Name, Email, and Session















Short-Answer Questions























Data Transformation and Visualization with R tidyverse

The followings are the R packages for this homework assignment:

library(tidyverse) library(skimr)

Questions 11-12

Consider the following oj data.frame for Questions 11-12:

oj <- read_csv("https://bcdanl.github.io/data/dominick_oj_na.csv")

Question 11

How can you filter the data.frame oj to calculate descriptive statistics (mean and standard deviation) of sales and price for tropicana, minute.maid, and dominicks, respectively?

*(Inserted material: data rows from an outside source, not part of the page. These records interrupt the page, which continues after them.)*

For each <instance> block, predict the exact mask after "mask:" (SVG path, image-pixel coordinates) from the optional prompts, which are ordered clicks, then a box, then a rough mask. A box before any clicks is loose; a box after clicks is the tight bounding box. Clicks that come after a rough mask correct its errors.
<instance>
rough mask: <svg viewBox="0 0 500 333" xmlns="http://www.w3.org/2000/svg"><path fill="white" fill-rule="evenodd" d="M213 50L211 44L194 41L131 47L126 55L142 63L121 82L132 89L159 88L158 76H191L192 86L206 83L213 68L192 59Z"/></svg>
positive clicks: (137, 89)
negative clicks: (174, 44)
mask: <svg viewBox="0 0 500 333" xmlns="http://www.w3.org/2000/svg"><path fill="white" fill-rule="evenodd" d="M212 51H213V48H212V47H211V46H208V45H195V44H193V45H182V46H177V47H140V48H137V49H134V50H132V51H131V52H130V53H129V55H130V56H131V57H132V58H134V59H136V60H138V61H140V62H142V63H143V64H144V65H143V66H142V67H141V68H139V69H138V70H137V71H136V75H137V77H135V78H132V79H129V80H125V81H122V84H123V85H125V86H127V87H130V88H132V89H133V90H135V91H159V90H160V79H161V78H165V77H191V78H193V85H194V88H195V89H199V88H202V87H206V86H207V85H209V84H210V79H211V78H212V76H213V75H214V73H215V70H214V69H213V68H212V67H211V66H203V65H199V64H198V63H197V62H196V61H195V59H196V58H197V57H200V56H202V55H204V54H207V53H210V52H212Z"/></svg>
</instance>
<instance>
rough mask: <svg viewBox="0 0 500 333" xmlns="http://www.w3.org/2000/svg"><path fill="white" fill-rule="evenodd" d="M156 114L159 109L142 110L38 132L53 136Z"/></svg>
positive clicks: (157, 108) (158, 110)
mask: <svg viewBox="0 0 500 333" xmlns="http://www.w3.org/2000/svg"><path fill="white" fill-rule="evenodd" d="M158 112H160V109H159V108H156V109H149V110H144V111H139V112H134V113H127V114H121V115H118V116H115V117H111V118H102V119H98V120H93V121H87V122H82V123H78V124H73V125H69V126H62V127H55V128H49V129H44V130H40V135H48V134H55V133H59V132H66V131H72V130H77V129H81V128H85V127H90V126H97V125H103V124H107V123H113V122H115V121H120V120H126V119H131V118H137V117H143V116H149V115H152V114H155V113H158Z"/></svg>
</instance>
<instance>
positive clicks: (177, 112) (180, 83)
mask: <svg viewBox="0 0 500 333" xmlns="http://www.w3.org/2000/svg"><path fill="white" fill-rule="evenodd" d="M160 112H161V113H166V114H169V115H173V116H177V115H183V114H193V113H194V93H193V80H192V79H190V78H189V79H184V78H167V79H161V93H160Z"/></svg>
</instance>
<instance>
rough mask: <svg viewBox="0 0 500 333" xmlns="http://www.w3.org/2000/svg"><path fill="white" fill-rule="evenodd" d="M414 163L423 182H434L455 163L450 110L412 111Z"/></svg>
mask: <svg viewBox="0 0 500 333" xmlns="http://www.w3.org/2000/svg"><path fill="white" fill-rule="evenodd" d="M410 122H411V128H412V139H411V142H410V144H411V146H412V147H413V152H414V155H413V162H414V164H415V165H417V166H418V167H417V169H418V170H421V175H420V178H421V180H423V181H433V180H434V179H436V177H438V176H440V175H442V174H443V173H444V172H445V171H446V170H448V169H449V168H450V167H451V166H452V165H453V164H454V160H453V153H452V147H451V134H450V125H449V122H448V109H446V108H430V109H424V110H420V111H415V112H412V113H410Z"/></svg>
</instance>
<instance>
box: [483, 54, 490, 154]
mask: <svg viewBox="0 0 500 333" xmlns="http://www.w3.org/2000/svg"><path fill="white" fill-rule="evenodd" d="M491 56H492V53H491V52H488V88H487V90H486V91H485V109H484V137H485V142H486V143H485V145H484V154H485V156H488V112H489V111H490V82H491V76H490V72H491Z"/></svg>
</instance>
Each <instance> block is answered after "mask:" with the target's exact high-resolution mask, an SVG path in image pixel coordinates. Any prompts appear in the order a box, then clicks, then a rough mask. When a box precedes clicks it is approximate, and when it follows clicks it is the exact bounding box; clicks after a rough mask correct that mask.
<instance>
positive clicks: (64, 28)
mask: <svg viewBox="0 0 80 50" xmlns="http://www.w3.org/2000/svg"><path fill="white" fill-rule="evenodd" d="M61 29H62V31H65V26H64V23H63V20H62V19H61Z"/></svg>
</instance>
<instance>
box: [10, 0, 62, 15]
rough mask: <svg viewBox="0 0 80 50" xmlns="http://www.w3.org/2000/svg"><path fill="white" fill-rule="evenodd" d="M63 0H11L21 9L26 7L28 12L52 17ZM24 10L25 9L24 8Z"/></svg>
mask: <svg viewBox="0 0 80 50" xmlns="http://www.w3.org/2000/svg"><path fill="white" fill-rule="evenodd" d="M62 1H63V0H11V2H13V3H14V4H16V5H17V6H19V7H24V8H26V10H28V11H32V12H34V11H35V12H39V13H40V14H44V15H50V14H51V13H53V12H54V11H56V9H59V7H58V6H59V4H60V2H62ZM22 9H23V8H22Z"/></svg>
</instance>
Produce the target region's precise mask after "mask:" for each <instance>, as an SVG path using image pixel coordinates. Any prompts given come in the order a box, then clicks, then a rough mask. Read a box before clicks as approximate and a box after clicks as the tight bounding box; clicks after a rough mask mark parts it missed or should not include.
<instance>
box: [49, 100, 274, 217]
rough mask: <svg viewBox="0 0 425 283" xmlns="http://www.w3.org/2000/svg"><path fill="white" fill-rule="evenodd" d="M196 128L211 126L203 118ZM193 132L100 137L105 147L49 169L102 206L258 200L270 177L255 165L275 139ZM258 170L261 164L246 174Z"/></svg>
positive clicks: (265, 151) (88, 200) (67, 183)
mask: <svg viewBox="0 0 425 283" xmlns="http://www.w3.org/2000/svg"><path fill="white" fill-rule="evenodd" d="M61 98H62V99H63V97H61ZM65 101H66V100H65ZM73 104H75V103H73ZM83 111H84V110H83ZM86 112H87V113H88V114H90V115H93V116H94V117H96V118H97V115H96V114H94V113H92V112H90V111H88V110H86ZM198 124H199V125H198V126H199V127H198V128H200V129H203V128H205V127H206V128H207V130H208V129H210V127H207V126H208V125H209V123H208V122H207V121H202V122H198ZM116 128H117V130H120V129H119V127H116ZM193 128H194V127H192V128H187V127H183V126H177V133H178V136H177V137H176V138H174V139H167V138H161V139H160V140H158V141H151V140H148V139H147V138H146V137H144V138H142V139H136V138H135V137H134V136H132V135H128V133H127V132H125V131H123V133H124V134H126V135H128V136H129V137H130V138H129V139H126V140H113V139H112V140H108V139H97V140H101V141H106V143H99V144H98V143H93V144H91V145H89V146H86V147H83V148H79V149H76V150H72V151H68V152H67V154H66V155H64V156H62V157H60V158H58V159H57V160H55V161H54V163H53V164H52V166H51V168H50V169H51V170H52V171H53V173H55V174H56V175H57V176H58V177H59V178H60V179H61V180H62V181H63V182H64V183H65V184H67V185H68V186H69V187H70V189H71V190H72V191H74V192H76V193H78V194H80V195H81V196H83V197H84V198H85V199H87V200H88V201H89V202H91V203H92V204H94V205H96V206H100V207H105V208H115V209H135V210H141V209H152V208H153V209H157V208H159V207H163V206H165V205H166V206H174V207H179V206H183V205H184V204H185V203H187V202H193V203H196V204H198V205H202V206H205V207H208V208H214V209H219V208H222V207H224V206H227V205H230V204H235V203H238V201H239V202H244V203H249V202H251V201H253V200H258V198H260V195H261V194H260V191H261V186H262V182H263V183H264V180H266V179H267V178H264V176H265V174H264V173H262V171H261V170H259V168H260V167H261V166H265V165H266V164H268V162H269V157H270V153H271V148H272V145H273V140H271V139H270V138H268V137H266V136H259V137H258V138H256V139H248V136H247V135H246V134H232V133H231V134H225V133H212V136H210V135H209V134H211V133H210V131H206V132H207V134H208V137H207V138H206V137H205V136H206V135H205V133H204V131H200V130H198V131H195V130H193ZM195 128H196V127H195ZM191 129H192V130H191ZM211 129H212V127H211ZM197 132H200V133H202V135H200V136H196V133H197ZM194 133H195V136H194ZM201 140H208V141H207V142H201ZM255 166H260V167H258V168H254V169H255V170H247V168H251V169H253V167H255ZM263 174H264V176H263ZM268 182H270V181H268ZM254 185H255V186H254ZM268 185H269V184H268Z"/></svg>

Complete the code by filling in the blanks.

oj_tr <- oj |> filter(__BLANK__ "tropicana") oj_mm <- oj |> filter(__BLANK__ "minute.maid") oj_do <- oj |> filter(__BLANK__ "dominicks") oj_tr_sum <- skim(oj_tr) oj_mm_sum <- skim(oj_mm) oj_do_sum <- skim(oj_do)



Question 12

How would you create a new data.frame, oj_no_NA, in which there is no missing value in price and sales?

Complete the code by filling in the blanks.

oj_no_NA <- oj |> filter(__BLANK__)



Question 13

How would you describe how the distribution of price varies by brand?

Complete the code by filling in the blanks.

ggplot(data = __BLANK 1__, mapping = aes(x = __BLANK 2__, __BLANK 3__)) + __BLANK 4__(show.legend = FALSE, # `show.legend = FALSE` turns off legend __BLANK 5__ = 40) + facet_wrap(__BLANK 6__, __BLANK 7__ = 1)



Question 14

Provide a comment to describe how the distribution of price varies by brand.



Question 15

How would you describe how the relationship between (1) the base-10 log of sales and (2) the base-10 log of price varies by brand?

Complete the code by filling in the blanks.

ggplot(data = __BLANK 1__, mapping = aes(x = __BLANK 2__, y = __BLANK 3__, __BLANK 4__ = brand, __BLANK 5__ = brand)) + geom_point(__BLANK 6__ = .1) + geom_smooth(__BLANK 7__)



Question 16

  • Provide a comment to describe how the relationship between (1) the base-10 log of sales and (2) the base-10 log of price varies by brand?



Question 17

How would you visualize how the relationship between (1) the base-10 log of sales and (2) the base-10 log of price varies by brand and ad_status?

Complete the code by filling in the blanks (BLANKS 1-7 are the same as the ones in Question 13).

ggplot(data = __BLANK 1__, mapping = aes(x = __BLANK 2__, y = __BLANK 3__, __BLANK 4__ = brand, __BLANK 5__ = brand)) + geom_point(__BLANK 6__ = .1) + geom_smooth(__BLANK 7__) + facet_wrap(__BLANK 8__)



Question 18

Provide a comment to describe how the relationship between (1) the base-10 log of sales and (2) the base-10 log of price varies by brand and ad_status.



Questions 19-20

Consider the following mlb_bat data.frame for Questions 19-20:

mlb_bat <- read_csv("https://bcdanl.github.io/data/MLB_batting.csv")

Question 19

How would you describe the yearly trends in hit percentages for each hit_type (e.g., Single, Double, Triple, and HomeRun)?

Complete the code by filling in the blanks.

ggplot(data = __BLANK 1__, mapping = aes(x = __BLANK 2__, y = __BLANK 3__, color = __BLANK 4__, fill = __BLANK 5__)) + __BLANK 6__() + __BLANK 7__() + __BLANK 8__() + labs(title = "Hits by Type in Major League Baseball", x = "Major League Baseball Season", y = "Percentage", fill = "Hit", color = "Hit") # labs() allows for # labeling x, y, color, fill, title, etc.



Question 20

Write a comment explaining how you would describe the yearly trends in hit percentages for each hit_type (e.g., Single, Double, Triple, and HomeRun).